Panique à Tombouctou
Parallèlement, à Tombouctou, où les jihadistes ont mené ces derniers mois lapidations et amputations, un enseignant a fait état d’un « début de panique » parmi les familles des islamistes partis au combat, assurant que « beaucoup essayent de partir dans le désert », expliquant que « depuis neuf, dix mois, ils sont dans un régime très totalitaire, coupés de tout. Franchement, on n’attend que ça ! On ne peut pas imaginer que les forces françaises s’arrêtent aux portes de Konna. C’est l’occasion ou jamais d’en finir avec ces islamistes », a-t-il expliqué.


« Bloquer les terroristes, c’est fait. Ce qui a commencé à être fait aujourd’hui, c’est s’occuper des bases arrière des terroristes » dans le Nord, a déclaré de son côté le ministre français des Affaires étrangères, Laurent Fabius, précisant que l’Algérie avait donné son autorisation pour un survol de son territoire par les avions français. « Nous travaillons avec les Algériens, nous continuons à discuter. Ce que nous avons à l’esprit c’est que si les troupes africaines doivent remonter au Nord, il faudra que les Algériens ferment leurs frontières », a précisé Laurent Fabius. « Si la France n’était pas intervenue, les islamistes risquaient d’aller jusqu’à Bamako avec des conséquences épouvantables », a-t-il insisté. « La vocation essentielle » de l’engagement militaire français « est d’être aérienne », a en outre indiqué le ministre, précisant qu’elle nécessitait des forces spéciales au sol pour guider les avions sur leurs cibles.

 

Il a aussi laissé entendre que des renforts français pourraient être envoyés au Mali cette semaine, en accompagnement du renforcement de l’armée malienne et de l’arrivée de troupes africaines. Interrogé sur la durée de l’intervention française en première ligne, M. Fabius a estimé que « pour ce qui est de l’aspect impliquant le plus la France, c’est une question de semaines ».

Félicitations de Ban
Laurent Fabius a enfin indiqué avoir parlé avec le secrétaire général de l’ONU, Ban Ki-moon, qui a félicité Paris pour son engagement. Signalons à ce sujet que le Conseil de sécurité des Nations unies se réunira cet après-midi sur le Mali à la demande de la France. « C’est une démarche de la France pour informer le Conseil et procéder à des échanges de vues entre membres du Conseil et avec le secrétariat général de l’ONU », a indiqué Brieuc Pont, le porte-parole de la mission française auprès des Nations unies.

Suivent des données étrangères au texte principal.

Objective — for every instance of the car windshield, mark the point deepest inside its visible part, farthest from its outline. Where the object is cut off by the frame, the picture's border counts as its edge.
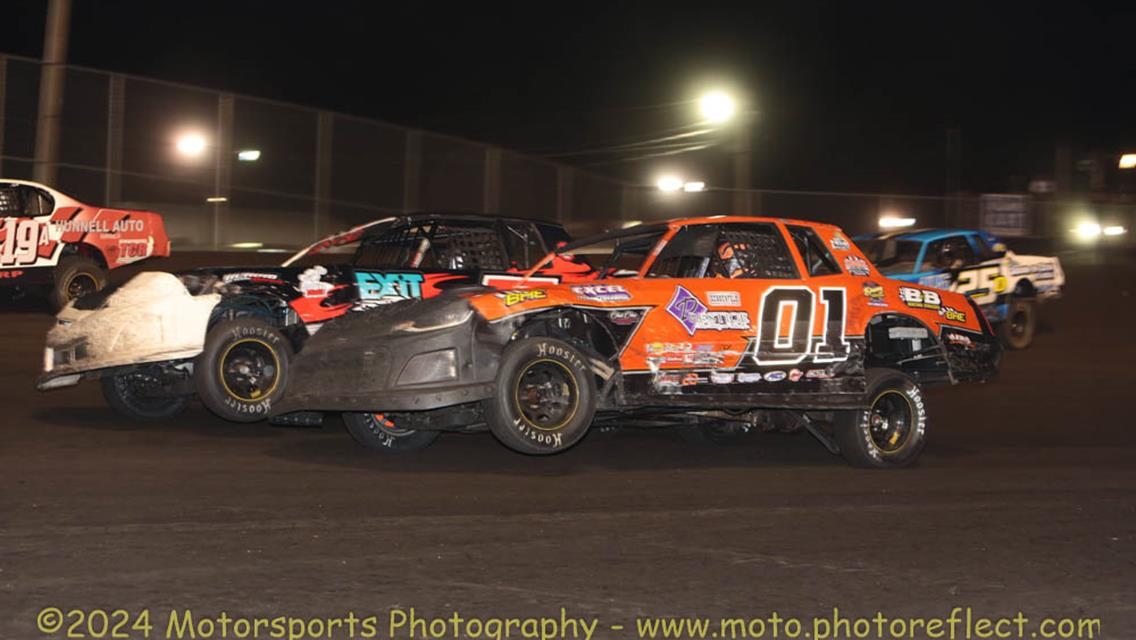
(892, 256)
(619, 254)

Le ministre Fabius a également souligné que « la main du président Hollande n’avait pas tremblé » et que sa décision d’intervenir avait été prise en « 24 heures », précisant que son pays bénéficiait du « soutien pratique » de plusieurs nations européennes, évoquant notamment de l’aide en matière de transport. Ainsi, le premier avion de transport militaire britannique a décollé du Royaume-Uni et est arrivé à Bamako dans la soirée, a annoncé le ministère de la Défense à Londres. Le ministre allemand des Affaires étrangères a exclu pour sa part l’envoi de troupes allemandes et a appelé à une solution politique pour mettre fin à la violence.


Par ailleurs, M. Hollande a réuni pour le troisième jour consécutif un conseil de défense à l’Élysée.
Les préparatifs s’accélèrent par ailleurs pour le déploiement d’une force ouest-africaine chargée, avec l’aval de l’ONU, de déloger les groupes liés à el-Qaëda. Les premiers éléments de la Communauté économique des États de l’Afrique de l’Ouest (Cédéao) se mettent en place, sous la direction d’un général nigérian, Shehu Abdulkadir, déjà arrivé au Mali selon Lagos, qui fournira « environ 600 hommes ». Le Niger, le Burkina Faso, le Togo et le Sénégal ont également annoncé l’envoi chacun d’environ 500 hommes au Mali. Le Bénin va envoyer 300 soldats.
Le parti de l’ancien président ivoirien Laurent Gbagbo a salué l’intervention militaire française et réclamé l’envoi par la Côte d’Ivoire de troupes pour appuyer le contingent ouest-africain à déployer.


Enfin, une dizaine de gendarmes du GIGN, unité d’élite de la gendarmerie française, sont déployés depuis une semaine à l’ambassade de France à Bamako pour renforcer la sécurité de l’ambassadeur et des locaux diplomatiques français, a-t-on appris hier de source proche du dossier.